The first question posed to Mayor Damien Egan at a full Council meeting in July 2018
Basis for public participation in environmental including planning matters

During the Covid-19 pandemic the Campaign for Freedom of Information has said that there is a severe backlog of FOI requests in some areas. Complaints to the Information Commissioner’s Office (ICO) can take a year before it starts investigating some freedom of information complaints.

“Unless the backlog is reduced quickly, both the operation of the Act and the public’s confidence in it will be severely damaged. Regular reporting on the real size of the problem and the time it is taking to carry out substantive investigations is essential to an effective right to know.” – Campaign for Freedom of Information

New challenges face public scrutiny of decision makers with the use of private emails and messaging services like whatsapp. Elizabeth Denham CBE the Information Commissioner wrote in the Municipal Journal that the five key recommendations that anyone handling FoI requests within a public authority needs to bear in mind:

1) Make sure your staff, relevant public officials and elected representatives understand how they can securely access official IT systems and equipment. This should minimise the need to use private correspondence channels.

2) Train staff to recognise which communications relate to official business and which relate to non-official information, across all channels.

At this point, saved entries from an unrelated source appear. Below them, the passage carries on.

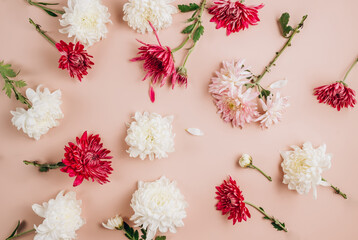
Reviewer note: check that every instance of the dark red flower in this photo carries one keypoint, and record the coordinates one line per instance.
(74, 58)
(231, 200)
(338, 95)
(84, 160)
(233, 15)
(158, 63)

In the context of local government, you should have a way of distinguishing between official business and an elected official’s work on behalf of their constituents.

3) Review and communicate your records management policy. You should regularly tell staff what they need to do to ensure information related to public authority business is transferred to official systems as soon as possible.

4) When handling FoI requests make sure you consider whether communications held on private correspondence channels, such as WhatsApp, may be relevant to the request.

5) Ensure staff correctly adhere to the relevant policies and procedures and regularly review them to ensure staff knowledge remains up to date. Remember, erasing, destroying or concealing information with the intention of preventing disclosure after a request is received is a criminal offence.

To support the Campaign for Freedom of Information with their crowdfunding please click here.

At the full Lewisham Council meeting on Wednesday, 24th November, new figures on the response rate to Freedom of Information requests were announced.

Lewisham Council figures for FOI and EIR responses released on 24th November 2021

Cllr Alan Hall asked a supplementary question to find out how the declining trend over the last four years would be reversed – he was told that Lewisham Council had risen in a league table of London Authorities from near the bottom to average. The full exchange can be viewed at 1h 50 minutes on the webcast here

According to the Campaign for Freedom of Information the ICO’s target for public authorities is to meet the FOIA/EIR time limits in at least 90% of all requests.